Dupla Tributação Portugal–Holanda: 

Portugal e a Holanda têm um Tratado de Dupla Tributação (TDT) em vigor desde 11 de agosto de 2000, assinado no Porto a 20 de setembro de 1999, e aprovado pela Resolução da Assembleia da República n.º 62/2000. Este acordo existe para garantir que quem vive num país e recebe rendimentos do outro não paga imposto duas vezes pelo mesmo rendimento.

O tratado aplica‑se a impostos sobre o rendimento e o capital e estabelece regras claras sobre:

  • Pensões holandesas (AOW e fundos privados)

  • Salários recebidos na Holanda

  • Dividendos, juros e royalties

  • Imóveis situados na Holanda

  • Mais‑valias e rendimentos empresariais

A Convenção está listada oficialmente entre as convenções fiscais de Portugal.

 

Como o tratado evita pagar imposto duas vezes

O TDT utiliza dois mecanismos:

1️⃣ Crédito de imposto

Portugal permite deduzir o imposto pago na Holanda ao IRS devido em Portugal.

2️⃣ Isenção com progressividade

Alguns rendimentos são isentos em Portugal, mas influenciam a taxa aplicável ao restante rendimento.

Estes métodos seguem o modelo OCDE e são reconhecidos como padrão europeu para evitar dupla tributação.

 

Exemplos práticos

✔ Pensões holandesas (AOW e fundos privados)

Normalmente tributadas na Holanda, mas declaradas em Portugal. Portugal aplica crédito de imposto ou isenção, conforme o tipo de pensão.

✔ Salários

Se o trabalho é exercido na Holanda, pode ser tributado lá. Portugal evita dupla tributação através de crédito de imposto.

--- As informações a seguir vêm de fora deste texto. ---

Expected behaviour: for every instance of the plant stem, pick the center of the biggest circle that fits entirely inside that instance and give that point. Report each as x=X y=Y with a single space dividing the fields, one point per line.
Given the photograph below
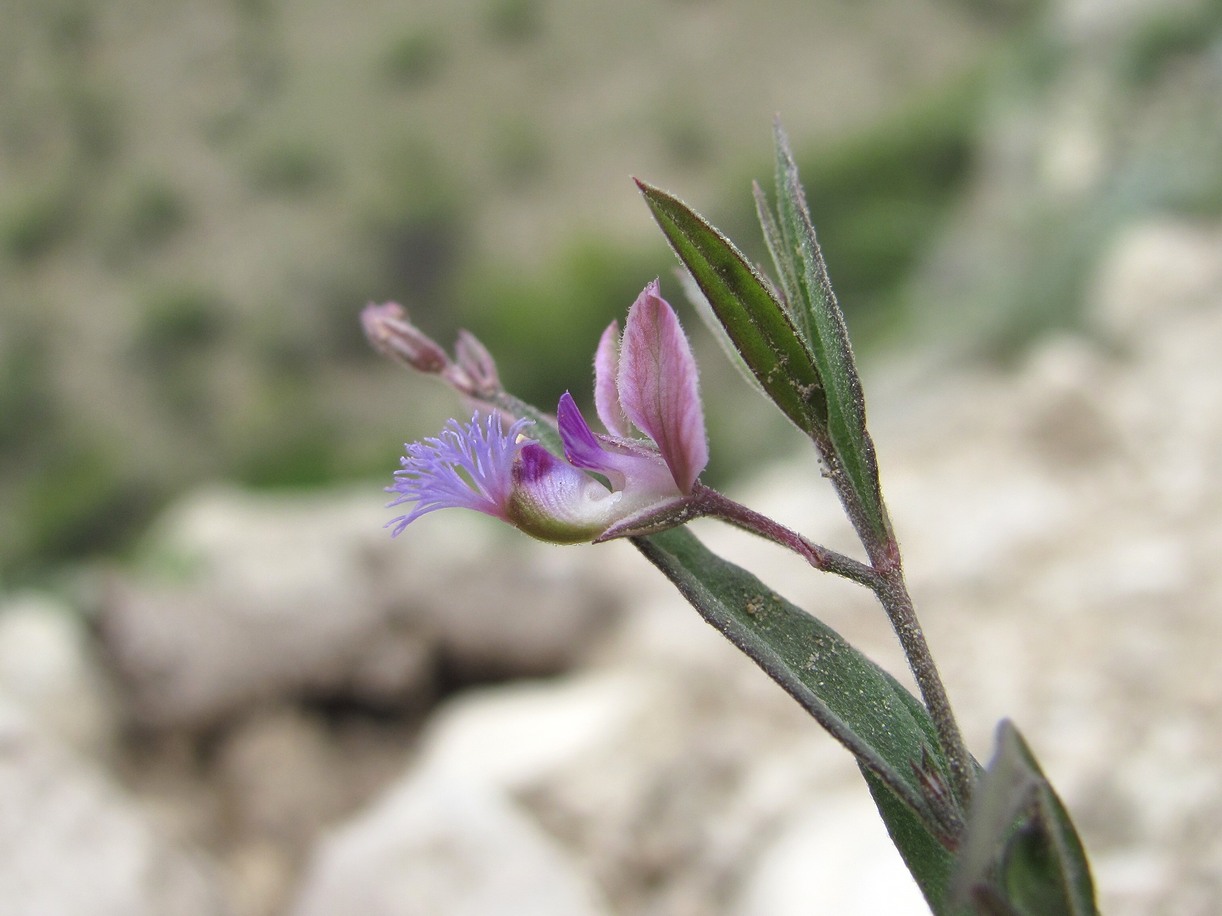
x=892 y=594
x=886 y=580
x=715 y=505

✔ Dividendos, juros e royalties

O tratado limita as taxas máximas de retenção na fonte aplicadas pela Holanda, reduzindo a carga fiscal antecipada.

✔ Imóveis na Holanda

São tributados exclusivamente na Holanda. Portugal aplica isenção com progressividade.

 

⚖️ Nota Importante

Esta informação é geral e não dispensa a consulta de um especialista fiscal ou das autoridades tributárias competentes, pois cada situação pode ter particularidades que alteram o enquadramento aplicável.